Personally, I blame Kant for all this

The last three centuries have witnessed numerous attempts to replace Judaeo-Christian morality with an equally effective secular code based on rational thought. The same centuries have also witnessed a comprehensive failure of every such attempt.

Immanuel Kant was neither the first nor the last thinker who postulated that, as a rational moral agent, man doesn’t need God to come up with a valid moral code. It’s just that he was a more powerful thinker than the others, and so his failure looks even more spectacular. The greater the height from which one tumbles, the more shattering the fall.

Kant proved beyond any doubt what all those Greeks had shown before him: that, though philosophy can ponder morality from every possible angle, it can’t create it. There’s so much more than reason that shapes human behaviour that rationalism is inevitably found wanting.

Kant and other philosophers dedicated their lives to finding an intellectual justification for their loss of faith. In common with other intelligent men, at some point they began to mistake their ratiocination for reality. They thus convinced themselves, and unfortunately many others, that the Judaeo-Christian code could drop its adjective and thrive as a mere noun.

That was akin to believing that an apple tree will continue to bear fruit after it has been sawn off its roots. Kant was willing to admit that the apples would be slightly different, but he was certain that they’d still have a similar taste and texture. Yet all we got was a pile of rotting wood.

In a way, Kant and his fellow rationalists could be forgiven their mistake. They lived at a time when the fundamental moral tenets of Judaeo-Christianity looked eternally indestructible. Provided we were deft enough, we could separate morality from religion without any adverse effects – like a conjurer whipping the tablecloth off the table without disturbing the cups and saucers. Christianity was the cloth Kant yanked out, morality the cups, and they all ended up as shards of china on the floor.

Resulting modernity has since proved its ability to create widely spread riches beyond those Kant or Smith could even imagine. Yet, with the removal of Christianity as the social and moral focus, material wealth grew in parallel with spiritual poverty. Then, like a snake biting its tail, spiritual and moral poverty turned around and began to destroy material wealth. This, and only this, is the nature of our present economic crisis.

Even worse, when stripped bare of its moral and spiritual shrouds, reason begins to look pathetic in its nudity. Christianity prevented reason from overreaching itself by teaching that many things are, and many others ought to be, beyond reason’s reach. This institutionalised self-restraint prevented us from looking excessively stupid.

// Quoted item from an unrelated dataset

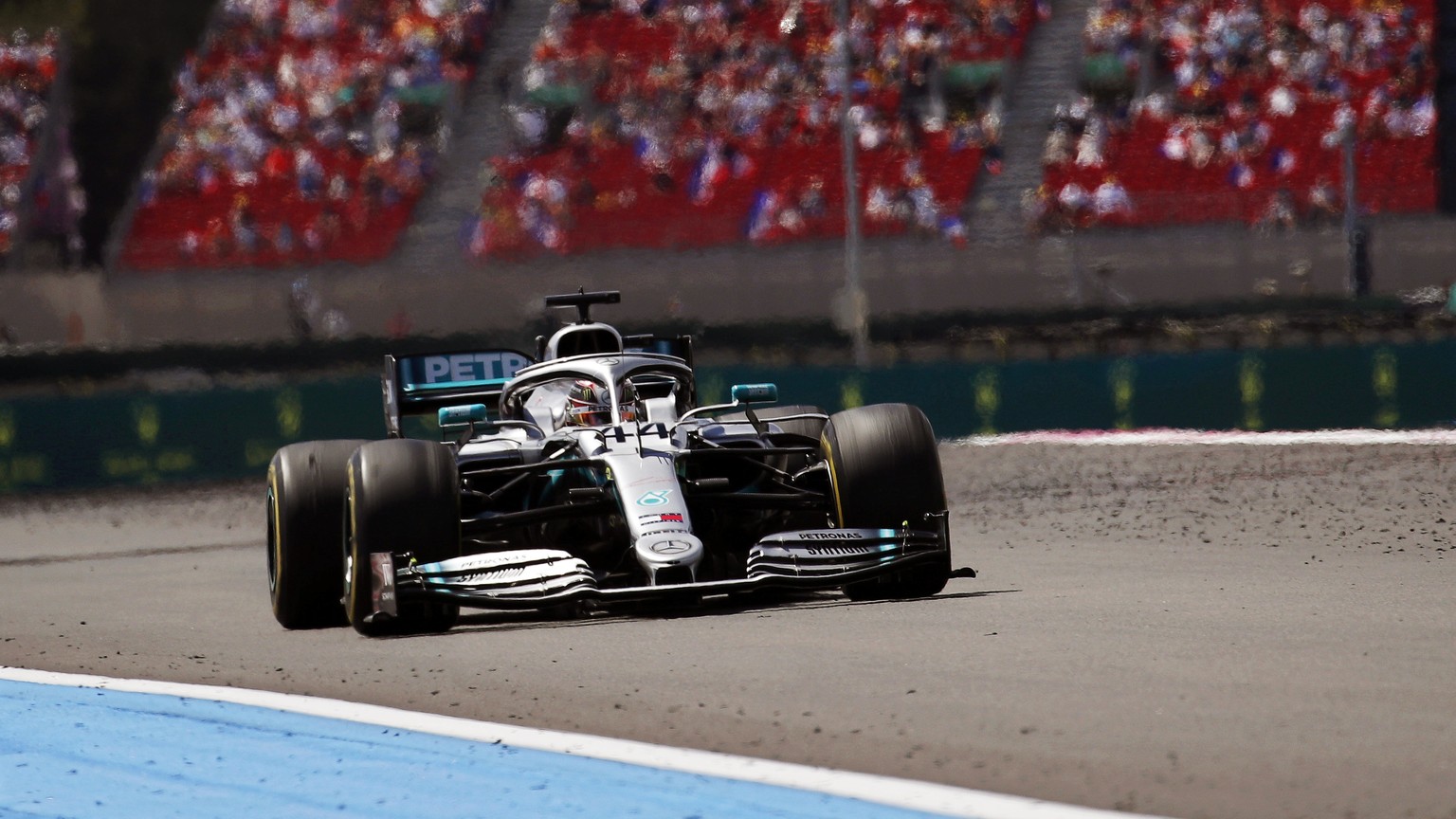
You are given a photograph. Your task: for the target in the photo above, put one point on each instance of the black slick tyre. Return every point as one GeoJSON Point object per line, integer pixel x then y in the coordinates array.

Conversely, when we set out to prove that reason is omnipotent, we only succeed in proving it’s impotent. ‘When a man stops believing in God he doesn’t believe in nothing, he believes in anything,’ said Chesterton, and he has been proved right.

Conveniently untethered and fashionably open, the modern mind can conceive of inanities that in the past would have been regarded as telltale signs of madness. Who in his right mind would, for example, have argued in favour of two men getting married? Who could have thought that one day the state would discourage hard work and reward indolence? Who would have ever thought that talentless, subversive morons would earn millions for perpetrating unspeakable obscenities on music and other arts?

No one would have come to the conclusion that such things are desirable because they would never even have been discussed. Informed by a teacher infinitely more trustworthy than any philosopher, people just knew that some things were wrong simply because… well, because they were wrong, and that was that.

If someone like Prof. Peter Singer had made his favourite argument in favour of, say, bestiality, he would have been locked up without any prior debate. ‘But it’s victimless!’ he’d scream, ‘We’re all animals and we can love one another!’ ‘Chimpanzees are practically human!’ ‘Why deny us and our pets such pleasure!?’ The only sound he’d have heard in return would have been that of leather thongs being buckled up on his straightjacket. 

When everything is valid, nothing is. As modern man holds nothing sacred, he’ll avidly destroy even everything profane. And he’ll feel good doing it, for he’ll believe he’s acting in the name of progress.

Little will he realise that he’s reverting to the pre-civilised times of hairy couples first rolling on the grass in the spirit of unbridled joy and then busting each other’s heads with stone axes.

What’s being destroyed before our eyes isn’t just a religion. It’s our basic humanity. I hope we’ll all realise this as we watch the first couple of men walk down the aisle, possibly followed by a man and his dog.